Luckily the California Volunteers are expert thrift store shoppers. Their creative outfits and adventurous spirits inspired me to overcome my fear of second-hand stores. Instead of dreading the ill-fitting castoffs of middle aged women, I have learned to hunt for unique, useful and interesting things. For a total of $20, I have acquired a blouse, cardigan, dress, tote bag, and skirt that are now favorites in my wardrobe.
Avoiding the clothing racks of malls and Target has been good for me. It's made me think about what I actually need and want. It has also increased my sense of personal style. Working with what I already own, I have become more confident about mixing and matching pieces or trying new color combinations. The lovely ladies of academichic and other blogs have provided great inspiration for this.
You could say that I have gotten in on the recent trend of "sustainable fashion." You could also say that NFNF is eco-friendly in the way we "recycle" hundreds of baby outfits and items every year. I don't really worry if my tshirts are organic cotton, but I like the idea of reusing what is already around.
Here's a stylish woman doing that with The Uniform Project. She's wearing 7 copies of the same dress for 365 days, to raise money and awareness for school kids in India. This isn't exactly poverty, since she's going to need an army of loaned accessories to make it all year.
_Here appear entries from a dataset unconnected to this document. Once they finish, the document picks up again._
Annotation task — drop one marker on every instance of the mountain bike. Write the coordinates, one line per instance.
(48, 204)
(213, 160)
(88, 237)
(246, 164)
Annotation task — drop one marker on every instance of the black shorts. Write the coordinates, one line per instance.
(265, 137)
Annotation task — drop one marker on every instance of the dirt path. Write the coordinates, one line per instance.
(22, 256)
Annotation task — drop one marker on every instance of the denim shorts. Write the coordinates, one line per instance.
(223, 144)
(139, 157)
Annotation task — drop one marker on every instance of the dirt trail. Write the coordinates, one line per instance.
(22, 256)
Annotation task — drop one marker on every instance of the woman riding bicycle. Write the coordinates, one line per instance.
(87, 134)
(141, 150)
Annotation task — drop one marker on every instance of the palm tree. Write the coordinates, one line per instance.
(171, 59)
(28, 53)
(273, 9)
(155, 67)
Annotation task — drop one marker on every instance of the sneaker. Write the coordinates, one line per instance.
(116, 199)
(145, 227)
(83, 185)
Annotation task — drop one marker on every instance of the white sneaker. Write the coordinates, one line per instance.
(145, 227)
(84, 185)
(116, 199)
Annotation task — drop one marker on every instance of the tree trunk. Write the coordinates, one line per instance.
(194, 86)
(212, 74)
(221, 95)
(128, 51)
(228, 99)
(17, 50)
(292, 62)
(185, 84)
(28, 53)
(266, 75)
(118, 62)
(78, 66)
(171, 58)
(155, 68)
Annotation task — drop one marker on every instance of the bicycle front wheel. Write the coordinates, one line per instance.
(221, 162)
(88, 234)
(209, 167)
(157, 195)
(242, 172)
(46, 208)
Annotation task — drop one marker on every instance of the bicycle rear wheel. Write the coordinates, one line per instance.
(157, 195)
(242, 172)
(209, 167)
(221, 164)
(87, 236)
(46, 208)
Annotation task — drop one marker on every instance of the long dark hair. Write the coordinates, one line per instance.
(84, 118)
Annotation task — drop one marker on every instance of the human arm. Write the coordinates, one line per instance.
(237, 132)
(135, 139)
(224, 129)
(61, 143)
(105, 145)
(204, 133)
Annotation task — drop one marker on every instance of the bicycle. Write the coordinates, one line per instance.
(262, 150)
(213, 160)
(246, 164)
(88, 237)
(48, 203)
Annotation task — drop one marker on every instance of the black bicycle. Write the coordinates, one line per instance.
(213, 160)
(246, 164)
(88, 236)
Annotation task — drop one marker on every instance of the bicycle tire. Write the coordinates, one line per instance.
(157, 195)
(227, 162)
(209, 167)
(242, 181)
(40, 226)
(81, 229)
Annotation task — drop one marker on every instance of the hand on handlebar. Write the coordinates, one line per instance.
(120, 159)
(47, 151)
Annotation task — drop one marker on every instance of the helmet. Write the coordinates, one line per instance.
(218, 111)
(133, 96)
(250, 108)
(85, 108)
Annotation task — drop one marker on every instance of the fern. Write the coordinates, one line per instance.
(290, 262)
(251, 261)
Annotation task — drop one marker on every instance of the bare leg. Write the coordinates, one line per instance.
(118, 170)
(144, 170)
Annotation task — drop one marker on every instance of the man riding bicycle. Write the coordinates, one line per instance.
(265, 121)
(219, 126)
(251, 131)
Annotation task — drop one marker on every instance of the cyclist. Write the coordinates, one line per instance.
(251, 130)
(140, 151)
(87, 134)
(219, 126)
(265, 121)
Still, I love the idea of the challenge and the resourcefulness it will require. It's also a great show of solidarity with As a fellow veteran of school uniforms, I agree that they are really an opportunity for self-expression.
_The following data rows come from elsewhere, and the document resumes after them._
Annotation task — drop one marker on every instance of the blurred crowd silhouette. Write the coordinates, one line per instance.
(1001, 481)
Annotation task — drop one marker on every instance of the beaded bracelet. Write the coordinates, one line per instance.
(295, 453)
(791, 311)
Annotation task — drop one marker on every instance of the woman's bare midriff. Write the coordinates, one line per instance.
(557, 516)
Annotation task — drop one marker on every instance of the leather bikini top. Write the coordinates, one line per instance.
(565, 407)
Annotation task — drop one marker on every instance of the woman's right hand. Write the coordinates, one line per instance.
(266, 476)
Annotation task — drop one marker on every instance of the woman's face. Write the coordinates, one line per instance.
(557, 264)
Today I also learned that my alma mater will be offering a freshman seminar in "ethical fashion." In today's global economy, it is
"all the more necessary for design to be relevant to the communities it represents and serves. In short, sustainable communities produce sustainable clothes—and a community is sustained when its workers earn living wages."I liked the story of a village in Brazil where women formed a seamstress cooperative, selling traditional fuxico rosettes made from scraps of fabric.
“In essence, the project has helped create the antithesis of the multinational sweatshop. Today, the cooperative works with other prominent designers and labels throughout the world and truly serves as a model for what can happen when you have a greater sense of interconnectedness.”